Recently, there have been numerous articles and blogs describing a situation involving death, mayhem, lawlessness, ‘evil doers’ and a government’s inability to protect its people. No, these are not reports on Afghanistan or other global hot spots. They are articles about the dietary supplements industry.
The sentiment conveyed in these articles is perhaps expected and understandable given the recent high profile reports involving potentially unsafe dietary supplements. As we noted in our guest article in January, The Food and Drug Administration (FDA) issued more than 40 warning letters to supplement makers last year. Click here for more on that.
Although they may be well intentioned, claims that dietary supplements pose an immediate threat to the American public; that the Food and Drug Administration (FDA) is unable to protect us; and calls for drastic action, may do more harm than good.
Open debate on topics of public health is important, but it is equally important not to mislead the public into believing that the entire dietary supplement industry consists of rogue actors, unchecked by the FDA or existing regulations, when the opposite is true. Rather than panic, these recent high profile reports call for calm, thoughtful consideration that may in the end improve the already robust system in place for these products.
Eye of the storm
In the eye of the storm is DSHEA which was enacted in 1994 to provide a framework for the regulation of dietary supplements.
DSHEA resolved regulatory inconsistencies, provided definitions and established ground rules for dietary supplement manufacturers and marketers. It established standards for dietary supplement ingredients safety, labeling claims, and the communication of accurate and useful information to consumers.
In addition to the general prohibition against selling adulterated or misbranded products, dietary supplements are subject to DSHEA’s special provision for New Dietary Ingredients (NDI), which are ingredients not marketed prior to 1994. Unless certain exceptions are met, companies distributing such ingredients must provide evidence to FDA documenting their safety.
With respect to claims, DSHEA mandates that manufacturers have substantiation for claims they make about their products, and FDA has provided thoughtful, detailed guidance on what type of scientific evidence is needed to support claims.
DSHEA also requires that manufactures notify FDA about claims they are making, and FDA has an opportunity to object to claims that would cause the dietary supplement to be a drug, such as claims that the product is intended to prevent or treat a disease.
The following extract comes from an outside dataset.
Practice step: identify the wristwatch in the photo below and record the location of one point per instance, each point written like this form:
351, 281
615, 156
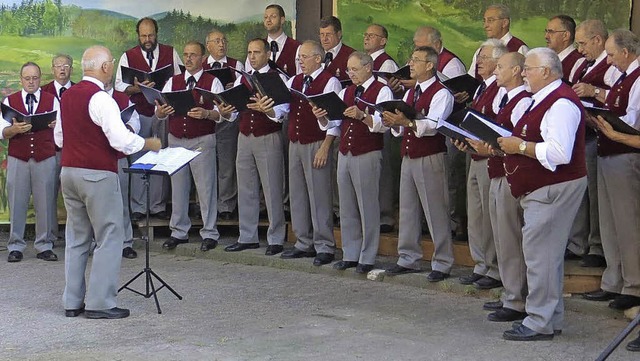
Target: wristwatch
522, 147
As with any product category, bad news about dietary supplements tends to grab the headlines. However, the fact of the matter is since DSHEA was passed, most of the ‘news’ has been good. DSHEA has allowed countless safe and effective products to be available to the public – calcium, omega-3 fatty acids, vitamin D, folic acid, and iron, to name just a few – without unneeded burdens on the industry or FDA. The public health benefits provided by products like these is immeasurable.
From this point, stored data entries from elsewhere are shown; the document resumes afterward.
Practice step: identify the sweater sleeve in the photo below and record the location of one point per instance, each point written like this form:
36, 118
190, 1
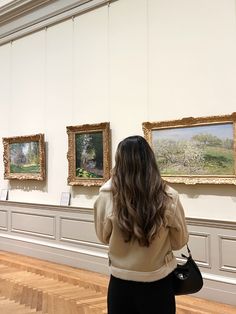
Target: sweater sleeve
103, 224
178, 227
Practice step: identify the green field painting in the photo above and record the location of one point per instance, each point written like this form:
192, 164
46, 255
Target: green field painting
205, 150
24, 157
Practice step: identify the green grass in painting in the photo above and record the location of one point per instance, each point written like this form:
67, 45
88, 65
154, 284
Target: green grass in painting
219, 161
216, 161
81, 173
25, 168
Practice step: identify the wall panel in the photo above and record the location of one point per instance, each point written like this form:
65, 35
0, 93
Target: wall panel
67, 235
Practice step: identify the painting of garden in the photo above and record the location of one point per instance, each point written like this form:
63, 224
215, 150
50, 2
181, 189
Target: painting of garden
89, 155
24, 157
197, 150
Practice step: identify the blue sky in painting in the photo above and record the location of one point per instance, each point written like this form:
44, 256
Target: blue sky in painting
222, 131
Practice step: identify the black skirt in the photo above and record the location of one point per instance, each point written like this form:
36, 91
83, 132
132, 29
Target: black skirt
132, 297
In addition, the FDA, despite personnel and budget constraints, is actively regulating the industry under the existing regulatory framework. Just this month, FDA identified and seized $1.3 million of adulterated supplement products. Click here for that story.
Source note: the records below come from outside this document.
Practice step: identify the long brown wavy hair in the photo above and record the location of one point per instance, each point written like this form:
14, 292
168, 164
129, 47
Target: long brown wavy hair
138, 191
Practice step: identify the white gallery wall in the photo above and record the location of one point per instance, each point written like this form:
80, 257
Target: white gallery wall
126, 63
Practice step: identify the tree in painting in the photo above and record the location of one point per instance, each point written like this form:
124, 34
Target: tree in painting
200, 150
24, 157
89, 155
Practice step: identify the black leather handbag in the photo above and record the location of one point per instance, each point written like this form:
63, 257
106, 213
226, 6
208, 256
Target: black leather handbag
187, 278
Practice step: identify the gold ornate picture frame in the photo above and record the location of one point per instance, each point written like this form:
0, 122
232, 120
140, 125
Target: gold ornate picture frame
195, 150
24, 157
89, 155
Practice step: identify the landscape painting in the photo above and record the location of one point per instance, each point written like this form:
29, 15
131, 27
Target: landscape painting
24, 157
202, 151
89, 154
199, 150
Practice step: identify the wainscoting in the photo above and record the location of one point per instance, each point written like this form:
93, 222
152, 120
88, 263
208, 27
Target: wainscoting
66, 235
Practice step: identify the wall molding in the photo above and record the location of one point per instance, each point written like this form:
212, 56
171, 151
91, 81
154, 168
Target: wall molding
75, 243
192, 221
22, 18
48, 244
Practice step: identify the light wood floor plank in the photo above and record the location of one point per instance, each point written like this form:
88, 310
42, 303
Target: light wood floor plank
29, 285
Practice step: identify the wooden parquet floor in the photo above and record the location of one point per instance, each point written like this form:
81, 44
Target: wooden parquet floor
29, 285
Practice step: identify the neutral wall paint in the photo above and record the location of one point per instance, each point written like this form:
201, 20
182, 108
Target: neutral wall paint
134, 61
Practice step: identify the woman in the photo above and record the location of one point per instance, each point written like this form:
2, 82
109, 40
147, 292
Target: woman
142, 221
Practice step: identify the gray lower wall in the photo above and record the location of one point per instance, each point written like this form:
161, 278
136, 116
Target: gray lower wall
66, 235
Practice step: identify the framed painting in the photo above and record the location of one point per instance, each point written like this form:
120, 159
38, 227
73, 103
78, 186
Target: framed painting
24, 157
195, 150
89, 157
Moreover, since DSHEA was enacted, Congress and FDA have taken several important, considered measures to improve the regulation of dietary supplements. For example, Congress closed an important loophole when it enacted the Dietary Supplement and Non-Prescription Drug Consumer Protection Act of 2006, which, for the first time, requires that manufacturers of dietary supplements report serious adverse events associated with their products to FDA.
FDA has also promulgated comprehensive Good Manufacturing Practices (GMP) requirements for dietary supplements. The GMP rules require, again for the first time, that companies have systems in place to ensure that their products are consistently manufactured so that the label accurately reflects what is in (and not in) the products. Measures such as these should reduce the instances of headline-grabbing cases such as those discussed above.
Of course, like any piece of legislation, there may be ways DSHEA can be improved. However, to avoid unintended, unforeseen consequences, any change to the law must be very carefully considered.
Quick-fix or double trouble?
A recent example of the unintended consequences of a well-intended legislative ‘fix’ is the Consumer Product Safety Improvement Act of 2008 (CPSIA). Quickly enacted in response to the public outcry from the findings of lead in some children’s toys, the CPSIA has overwhelmed both the Consumer Product Safety Commission (CPSC) and the industry in mandates that seem to do little to protect public health.
For example, read literally, the CPSIA requires manufacturers of cotton baby blankets to test and certify that their products do not contain lead. While reasonable changes to the law may have been warranted, these changes not only weigh down an industry already overburdened in a difficult economy, they also overburden an already overburdened government agency, and that may impact its mission to protect public health.
That is precisely the outcome that Congress, FDA and the public should seek to avoid. Hasty action concerning a complicated body of law can have unforeseen consequences for the industry, the government and the public. At a time when the issues facing the agency and the Congress require complex analysis, let’s hope that cooler heads prevail.
Ivan Wasserman is a partner, and Svetlana Walker is an associate at Manatt Phelps & Phillips in Washington, DC. They specialize in advertising and labeling issues for the food and dietary supplement sectors.